Ennahdha et Nidaa Tounes n’ont plus la cote.

Malgré avec l’incursion dans la campagne électorale d’hommes d’affaires sous enquête judiciaire, la tendance pourrait bien être au rejet des partis traditionnels. Le populiste Nabil Karoui pourrait bien finir président élu de la Tunisie. Il est l’un des préférés dans les sondages, selon lesquels il pourrait être en tête dès le premier tour.

Car la candidature de Nabil Karoui reste valable malgré son arrestation, précise l’ISIE,  tant qu’une décision de justice ne la compromet pas.

Abdelkrim Zbidi, le ministre de la Défense, est lui aussi un des favoris des sondages. Il bénéficie du soutien des partis laïcs traditionnels, comme Nidaa Tounes.

Moncef Marzouki, ancien président de la République, candidat à la présidentielle, a déclaré sur TV5 Monde que « la pléthore de candidats est une bonne chose ». Il a ajouté qu’il s’opposait catégoriquement « au retour sournois de la dictature ».

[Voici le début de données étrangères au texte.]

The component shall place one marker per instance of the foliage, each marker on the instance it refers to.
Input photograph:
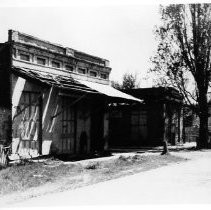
(129, 81)
(183, 55)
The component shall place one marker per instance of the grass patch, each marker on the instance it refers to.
(28, 174)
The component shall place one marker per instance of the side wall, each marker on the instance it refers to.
(5, 100)
(58, 137)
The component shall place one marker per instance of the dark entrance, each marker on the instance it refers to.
(97, 125)
(68, 126)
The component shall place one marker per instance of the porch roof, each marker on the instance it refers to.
(68, 83)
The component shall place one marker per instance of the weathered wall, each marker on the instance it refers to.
(5, 100)
(51, 122)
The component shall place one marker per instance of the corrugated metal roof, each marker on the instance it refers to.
(109, 91)
(67, 82)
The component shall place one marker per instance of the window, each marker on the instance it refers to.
(103, 76)
(69, 68)
(55, 64)
(93, 73)
(41, 61)
(81, 71)
(24, 57)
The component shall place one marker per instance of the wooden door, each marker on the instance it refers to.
(68, 126)
(27, 122)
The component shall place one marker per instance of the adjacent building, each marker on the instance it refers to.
(158, 118)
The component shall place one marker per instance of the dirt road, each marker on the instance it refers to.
(186, 182)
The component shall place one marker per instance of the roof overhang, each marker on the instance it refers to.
(68, 83)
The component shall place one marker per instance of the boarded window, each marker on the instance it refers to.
(81, 71)
(41, 61)
(69, 68)
(93, 73)
(55, 64)
(24, 57)
(103, 76)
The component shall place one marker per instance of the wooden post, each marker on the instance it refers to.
(40, 127)
(165, 130)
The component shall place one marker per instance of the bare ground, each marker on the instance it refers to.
(31, 179)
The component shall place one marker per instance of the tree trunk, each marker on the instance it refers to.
(202, 141)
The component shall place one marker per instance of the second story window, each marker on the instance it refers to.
(93, 73)
(24, 57)
(104, 76)
(69, 68)
(41, 61)
(81, 71)
(55, 64)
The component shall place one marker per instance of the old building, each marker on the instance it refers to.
(158, 118)
(53, 99)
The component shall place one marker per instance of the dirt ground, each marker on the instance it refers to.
(32, 179)
(181, 182)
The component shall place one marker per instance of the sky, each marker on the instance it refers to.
(120, 31)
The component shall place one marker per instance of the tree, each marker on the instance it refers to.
(116, 85)
(183, 56)
(129, 81)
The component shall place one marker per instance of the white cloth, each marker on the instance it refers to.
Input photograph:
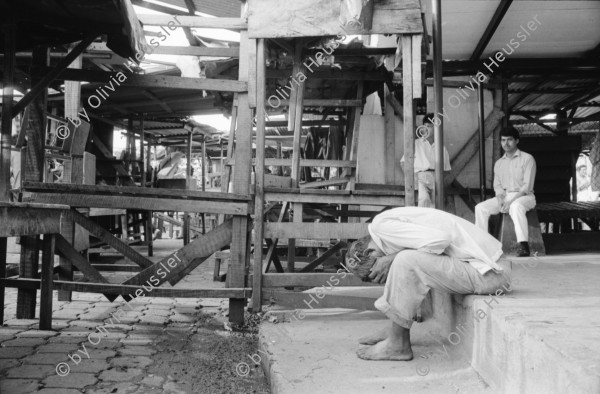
(425, 181)
(515, 174)
(414, 273)
(425, 156)
(434, 231)
(517, 211)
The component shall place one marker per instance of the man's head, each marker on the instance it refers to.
(428, 122)
(361, 256)
(509, 139)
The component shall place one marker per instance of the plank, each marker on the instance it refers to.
(305, 163)
(142, 203)
(311, 280)
(184, 83)
(324, 103)
(271, 195)
(184, 259)
(129, 290)
(99, 232)
(306, 18)
(29, 221)
(296, 300)
(319, 260)
(316, 230)
(68, 251)
(46, 285)
(136, 191)
(235, 24)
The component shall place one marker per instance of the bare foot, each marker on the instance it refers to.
(374, 338)
(386, 350)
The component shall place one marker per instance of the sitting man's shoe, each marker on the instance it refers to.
(523, 249)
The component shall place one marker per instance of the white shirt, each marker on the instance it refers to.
(515, 174)
(425, 156)
(434, 231)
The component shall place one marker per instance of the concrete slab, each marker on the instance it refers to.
(541, 337)
(317, 354)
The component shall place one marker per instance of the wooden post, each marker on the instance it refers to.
(438, 127)
(5, 139)
(33, 171)
(409, 122)
(260, 175)
(203, 180)
(188, 184)
(296, 109)
(46, 285)
(241, 178)
(390, 138)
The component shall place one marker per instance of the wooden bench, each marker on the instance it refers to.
(563, 229)
(504, 230)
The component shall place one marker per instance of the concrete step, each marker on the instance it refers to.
(314, 351)
(543, 337)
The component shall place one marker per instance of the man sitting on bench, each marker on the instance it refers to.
(413, 250)
(514, 176)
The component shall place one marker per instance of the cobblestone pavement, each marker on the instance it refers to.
(154, 345)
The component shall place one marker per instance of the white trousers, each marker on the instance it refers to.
(413, 273)
(425, 181)
(517, 212)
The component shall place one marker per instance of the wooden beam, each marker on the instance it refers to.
(45, 82)
(311, 280)
(306, 163)
(295, 300)
(141, 203)
(491, 29)
(133, 191)
(235, 24)
(324, 103)
(334, 74)
(308, 18)
(316, 230)
(322, 258)
(330, 198)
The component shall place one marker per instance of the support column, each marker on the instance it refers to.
(295, 121)
(409, 122)
(481, 103)
(33, 171)
(438, 127)
(5, 138)
(260, 176)
(241, 178)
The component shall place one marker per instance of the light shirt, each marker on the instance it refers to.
(433, 231)
(425, 156)
(515, 174)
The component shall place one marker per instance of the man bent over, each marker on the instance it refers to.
(413, 250)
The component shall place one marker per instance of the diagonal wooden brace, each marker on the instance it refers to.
(105, 235)
(175, 266)
(69, 252)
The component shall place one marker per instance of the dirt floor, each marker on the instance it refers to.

Deux candidats me semblent favoris : l’ancien médecin militaire, Abdelkrim Zbidi, et Youssef Chahed

Deux candidats me semblent favoris parmi ce grand nombre de personnes. L’ancien médecin militaire, Abdelkrim Zbidi, et Youssef Chahed, qui est également ingénieur agronome. 

À 43 ans, Chahed est le plus jeune chef de gouvernement de l’histoire moderne de la Tunisie. Il est le Premier ministre qui a pu durer le plus longtemps à la tête du gouvernement depuis la révolution de 2011. 

Maintenant, il participe à sa première élection en se présentant comme le candidat de la jeunesse. Après avoir été en tête des sondages, Chahed a vu sa popularité chuter à cause des difficultés économiques aiguës que traverse le pays.

Quant à Abdelkrim Zbidi, il a annoncé sa candidature le 7 août et a présenté sa démission le même jour de son poste de ministre de la Défense. Candidat indépendant, il bénéficie du soutien des partis laïcs Nidaa Tounes et Afek Tounes. 

Technocrate et médecin de formation, il est considéré par beaucoup comme étant au-dessus de la politique des partis et des querelles internes qui ont tant freiné les réformes économiques, tellement nécessaires en Tunisie ces dernières années. 

Créer la surprise

Avec les difficultés que traverse le pays, le sentiment de colère a ouvert la porte au populisme, qui fait écho aux tendances dramatiques qu’on voit partout dans le monde.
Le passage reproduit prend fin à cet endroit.